24 апреля состоялся беспрецедентный акт сепаратизма: Украина потребовала независимости от России. Забастовки на российских предприятиях привели к сокращению добычи угля почти на четверть по сравнению с предыдущим годом. 27 апреля Ленин, прибывший в Петроград одиннадцать дней назад, открыл Всероссийскую конференцию большевистской партии в Петрограде.
В этот день моряки Кронштадта выступили в поддержку большевиков и заявили, что не будут подчиняться приказам Временного правительства. Через два дня генерал Алексеев сообщил военному министру, что информация со всех сторон «указывает, что армия систематически разваливается». Глядя на ситуацию в России из Германии, генерал Хоффман на следующий день записал в дневнике: «Мы забрасываем русских газетами и листовками и пытаемся всеми способами достучаться до них». Русскую революцию, добавил Хоффман, «нам сам Бог послал». Но в начале мая более 50 000 раненых русских солдат вышли на демонстрацию в поддержку продолжения войны, а 4 мая Петроградский Совет, к разочарованию Ленина, незначительным большинством высказался в поддержку Временного правительства.
Восточный фронт оставался на месте, несмотря на резкое увеличение числа дезертиров. В начале мая их уже насчитывалось более двух миллионов. В Петрограде продолжалась ночная жизнь. «Театры и кабаре оставались открытыми, – писал историк Джон Уилер-Беннет. – В «Европе» Джимми, бармен из старой нью-йоркской «Уолдорф-Астории», продолжал подавать свои знаменитые коктейли. Балетный сезон был в полном разгаре, Карсавина продолжала восхищать публику, в опере был как никогда хорош Шаляпин» [172]

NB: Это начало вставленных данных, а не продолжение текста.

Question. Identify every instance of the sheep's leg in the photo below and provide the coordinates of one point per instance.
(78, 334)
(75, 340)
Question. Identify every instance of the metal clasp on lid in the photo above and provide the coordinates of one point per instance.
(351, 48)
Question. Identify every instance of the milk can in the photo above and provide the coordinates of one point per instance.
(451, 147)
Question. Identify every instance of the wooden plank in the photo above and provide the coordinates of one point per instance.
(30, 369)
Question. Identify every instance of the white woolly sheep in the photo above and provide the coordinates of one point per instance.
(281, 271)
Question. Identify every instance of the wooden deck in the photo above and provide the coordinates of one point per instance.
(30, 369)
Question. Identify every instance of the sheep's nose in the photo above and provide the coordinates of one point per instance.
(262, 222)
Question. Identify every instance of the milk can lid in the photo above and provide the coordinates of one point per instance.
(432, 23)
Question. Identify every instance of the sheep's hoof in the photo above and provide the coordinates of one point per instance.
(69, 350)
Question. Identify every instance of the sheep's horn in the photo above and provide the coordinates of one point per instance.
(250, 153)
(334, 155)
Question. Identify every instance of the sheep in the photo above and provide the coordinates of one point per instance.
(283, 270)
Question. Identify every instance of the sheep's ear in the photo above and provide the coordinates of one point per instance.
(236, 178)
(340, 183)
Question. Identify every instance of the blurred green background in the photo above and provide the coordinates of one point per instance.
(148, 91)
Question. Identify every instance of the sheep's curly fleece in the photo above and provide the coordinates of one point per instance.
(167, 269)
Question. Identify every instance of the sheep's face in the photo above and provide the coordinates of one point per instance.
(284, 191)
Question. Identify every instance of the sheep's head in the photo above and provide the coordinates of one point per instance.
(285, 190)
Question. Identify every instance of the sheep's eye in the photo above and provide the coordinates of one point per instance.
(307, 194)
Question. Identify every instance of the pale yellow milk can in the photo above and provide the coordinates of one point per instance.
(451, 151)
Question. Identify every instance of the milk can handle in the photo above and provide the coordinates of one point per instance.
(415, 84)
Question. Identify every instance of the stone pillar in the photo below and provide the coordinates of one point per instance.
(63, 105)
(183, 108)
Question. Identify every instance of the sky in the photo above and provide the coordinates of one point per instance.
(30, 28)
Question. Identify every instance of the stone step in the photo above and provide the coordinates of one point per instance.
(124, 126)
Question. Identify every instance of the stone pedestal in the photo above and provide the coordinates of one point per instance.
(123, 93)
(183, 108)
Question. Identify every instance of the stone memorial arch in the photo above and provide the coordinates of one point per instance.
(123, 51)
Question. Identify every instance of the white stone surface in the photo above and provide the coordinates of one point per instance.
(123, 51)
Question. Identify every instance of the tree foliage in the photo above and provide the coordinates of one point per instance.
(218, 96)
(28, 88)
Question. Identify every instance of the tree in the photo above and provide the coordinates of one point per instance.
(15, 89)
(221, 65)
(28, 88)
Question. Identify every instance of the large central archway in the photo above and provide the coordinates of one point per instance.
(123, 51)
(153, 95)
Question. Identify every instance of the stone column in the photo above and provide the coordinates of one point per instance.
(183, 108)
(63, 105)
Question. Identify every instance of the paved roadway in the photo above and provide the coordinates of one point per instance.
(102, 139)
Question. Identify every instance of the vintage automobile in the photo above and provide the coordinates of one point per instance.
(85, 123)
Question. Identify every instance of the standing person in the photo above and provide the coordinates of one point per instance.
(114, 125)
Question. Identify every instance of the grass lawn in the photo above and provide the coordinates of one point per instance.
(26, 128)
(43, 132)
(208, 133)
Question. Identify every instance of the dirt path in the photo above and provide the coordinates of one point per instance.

.Немцы с тревогой относились к решению Временного правительства не выходить из войны. «Мы даем русским очень хороший совет, – 12 мая записал в дневнике Хоффман, – мы говорим, чтобы они вели себя разумно и заключили мир, но они пока, похоже, в этом не заинтересованы». Председатель Думы Родзянко искал средства стимулировать военные усилия. В этом месяце он одобрил создание женского батальона. Его возглавила Мария Бочкарева, дочь сибирского крестьянина, бывшего крепостного, который участвовал в Русско-турецкой войне 1878 г. и дослужился до звания сержанта. В 1914 г. его дочери не позволили вступить в армию. Тогда она отправила петицию царю, и просьба, на удивление, была удовлетворена. Бочкарева три года провоевала на Восточном фронте, четыре раза была ранена и трижды награждена за проявленную храбрость. Создание женского батальона произвело столь сильное впечатление, что британская суфражистка Эммелин Панкхерст отправилась в Петроград, чтобы поддержать усилия Бочкаревой, против которой выступали большевики.